Let’s start with the most correct solution: server-side access log analytics with GoAccess. It is an excellent piece of software done right.
Installing the latest package from their repo on Debian is simple (otherwise look here):
echo "deb http://deb.goaccess.io/ $(lsb_release -cs) main" | sudo tee -a /etc/apt/sources.list.d/goaccess.list
Then, if you use Apache or Nginx like 99% of owners, you can do the following to get a command-like ncurses report (make sure to
chmod the logging folder, e.g /var/log/apache/ or /var/log/nginx/):
goaccess access.log -c --log-format=COMBINED
If all goes well, you can go on to generate the very neat HTML report, with filtering and other features:
goaccess access.log -a -o /path/to/report.html --log-format=COMBINED
Here is a quick preview of the HTML report on a VPS that had been running for a night:
Or even better, use the real-time server to always have access to the latest report (make sure the port is open in your firewall):
goaccess access.log --real-time-html -o /path/to/report.html --log-format=COMBINED --port=7890
Security is an important issue here. I suggest either setting up
cron to generate and email the report to you, or to put the report on a special path protected with a basic_auth or .htaccess login. After all, take a look at what GoAccess caught after just a night of Nginx running on a VPS with a firewall:
If you have an issue, refer to GoAccess’ get started page.

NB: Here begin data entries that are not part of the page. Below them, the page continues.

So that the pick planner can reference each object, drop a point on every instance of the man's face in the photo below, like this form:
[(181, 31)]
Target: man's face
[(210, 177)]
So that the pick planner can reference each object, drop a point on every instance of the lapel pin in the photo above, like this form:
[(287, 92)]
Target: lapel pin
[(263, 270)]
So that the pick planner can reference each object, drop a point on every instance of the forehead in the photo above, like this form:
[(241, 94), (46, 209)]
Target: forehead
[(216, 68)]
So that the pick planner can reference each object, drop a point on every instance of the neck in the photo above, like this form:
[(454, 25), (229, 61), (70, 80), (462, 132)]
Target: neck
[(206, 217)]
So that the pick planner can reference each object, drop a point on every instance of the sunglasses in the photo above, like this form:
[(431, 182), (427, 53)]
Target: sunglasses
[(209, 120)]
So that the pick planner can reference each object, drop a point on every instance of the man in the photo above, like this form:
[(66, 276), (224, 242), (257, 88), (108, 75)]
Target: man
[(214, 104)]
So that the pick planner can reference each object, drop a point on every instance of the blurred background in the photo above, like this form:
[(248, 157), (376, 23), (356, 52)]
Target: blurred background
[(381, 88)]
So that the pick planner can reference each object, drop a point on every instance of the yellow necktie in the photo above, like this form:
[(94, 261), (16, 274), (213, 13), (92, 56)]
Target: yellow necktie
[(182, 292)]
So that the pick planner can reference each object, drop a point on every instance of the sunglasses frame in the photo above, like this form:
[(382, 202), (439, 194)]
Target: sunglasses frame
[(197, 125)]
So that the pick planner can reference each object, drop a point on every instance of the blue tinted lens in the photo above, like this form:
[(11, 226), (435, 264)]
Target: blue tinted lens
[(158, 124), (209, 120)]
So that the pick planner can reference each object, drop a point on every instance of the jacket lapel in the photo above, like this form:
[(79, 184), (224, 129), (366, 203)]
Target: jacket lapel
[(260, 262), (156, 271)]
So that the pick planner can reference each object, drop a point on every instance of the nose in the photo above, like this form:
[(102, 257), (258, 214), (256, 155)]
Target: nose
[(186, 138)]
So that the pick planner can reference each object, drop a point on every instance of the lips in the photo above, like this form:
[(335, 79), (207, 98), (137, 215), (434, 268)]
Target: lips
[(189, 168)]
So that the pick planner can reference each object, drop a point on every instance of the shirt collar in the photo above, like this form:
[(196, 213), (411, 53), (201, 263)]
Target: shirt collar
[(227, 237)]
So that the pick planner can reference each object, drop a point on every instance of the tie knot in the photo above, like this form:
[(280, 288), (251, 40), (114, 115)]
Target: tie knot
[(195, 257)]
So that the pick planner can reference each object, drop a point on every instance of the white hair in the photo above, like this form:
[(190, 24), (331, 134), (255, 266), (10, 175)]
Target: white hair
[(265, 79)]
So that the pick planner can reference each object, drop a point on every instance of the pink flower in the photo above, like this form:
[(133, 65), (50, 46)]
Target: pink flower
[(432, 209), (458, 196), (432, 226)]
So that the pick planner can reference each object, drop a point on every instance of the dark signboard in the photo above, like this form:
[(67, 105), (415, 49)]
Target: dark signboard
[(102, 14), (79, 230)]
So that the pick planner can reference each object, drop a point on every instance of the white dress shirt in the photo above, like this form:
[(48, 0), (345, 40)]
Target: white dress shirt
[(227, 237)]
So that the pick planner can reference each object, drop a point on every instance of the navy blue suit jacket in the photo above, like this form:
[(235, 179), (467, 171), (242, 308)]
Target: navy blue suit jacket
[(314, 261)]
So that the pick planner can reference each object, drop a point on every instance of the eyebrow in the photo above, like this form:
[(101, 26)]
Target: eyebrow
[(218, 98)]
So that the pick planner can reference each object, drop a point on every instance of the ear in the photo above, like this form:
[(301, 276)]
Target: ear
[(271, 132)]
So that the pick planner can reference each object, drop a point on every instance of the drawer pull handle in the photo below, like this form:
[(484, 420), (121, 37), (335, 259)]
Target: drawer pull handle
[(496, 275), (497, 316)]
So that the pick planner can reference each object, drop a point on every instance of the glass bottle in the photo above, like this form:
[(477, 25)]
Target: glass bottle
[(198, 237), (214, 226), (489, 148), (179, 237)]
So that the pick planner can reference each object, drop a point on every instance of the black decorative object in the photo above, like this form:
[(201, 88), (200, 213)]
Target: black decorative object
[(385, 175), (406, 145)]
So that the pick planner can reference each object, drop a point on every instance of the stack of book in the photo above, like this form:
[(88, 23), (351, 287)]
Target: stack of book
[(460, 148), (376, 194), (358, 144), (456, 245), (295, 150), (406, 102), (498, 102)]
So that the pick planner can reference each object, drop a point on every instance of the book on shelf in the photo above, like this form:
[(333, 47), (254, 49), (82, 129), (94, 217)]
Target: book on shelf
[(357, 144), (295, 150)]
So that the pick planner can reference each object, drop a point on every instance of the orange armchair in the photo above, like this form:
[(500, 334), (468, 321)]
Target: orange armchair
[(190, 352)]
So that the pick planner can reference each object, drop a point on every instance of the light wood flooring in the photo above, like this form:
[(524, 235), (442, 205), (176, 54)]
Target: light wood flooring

Of course, GoAccess has its downsides. It cannot discriminate between requests to a font or 404 page and actually interesting hits to a post like Google Analytics can. This is a job for Matomo!
Piwik recently split into Matomo and Piwik Pro. There was a legal fight with the owners of the trademark, and the open source folks had to fork their superior product and rebrand it as Matomo. Fair enough.
So, how should you install Matomo? I started to write a lengthy guide and got into problems with Nginx FastCGI, plus the packages got messy. So I’ll just recommend you use this excellent docker-compose.
This comes with MariaDB and Nginx. If you don’t want to run a dedicated server on another port, and instead you want to have example.com/piwik, use the simple matomo image and use your main server as a reverse proxy to that.
Here is a quick preview of Matomo:
Sadly (or fortunately, depending on your opinion), there are few alternatives for open source self-hosted trackers. I will mention count.ly for having a modern Node.js stack and an actual Docker image and script suite. Sadly, it is heavier than Matomo, being a full-fledged process, and will refuse to run under 2GB of RAM.
Here is an image of the Dashboard UI from their Github:
Depending on convenience, ethics and dedication, you may want to implement any of these solutions. I believe UNIX philosophy heavily leans towards GoAccess being the correct choice and encourage you to use it if you control your web server.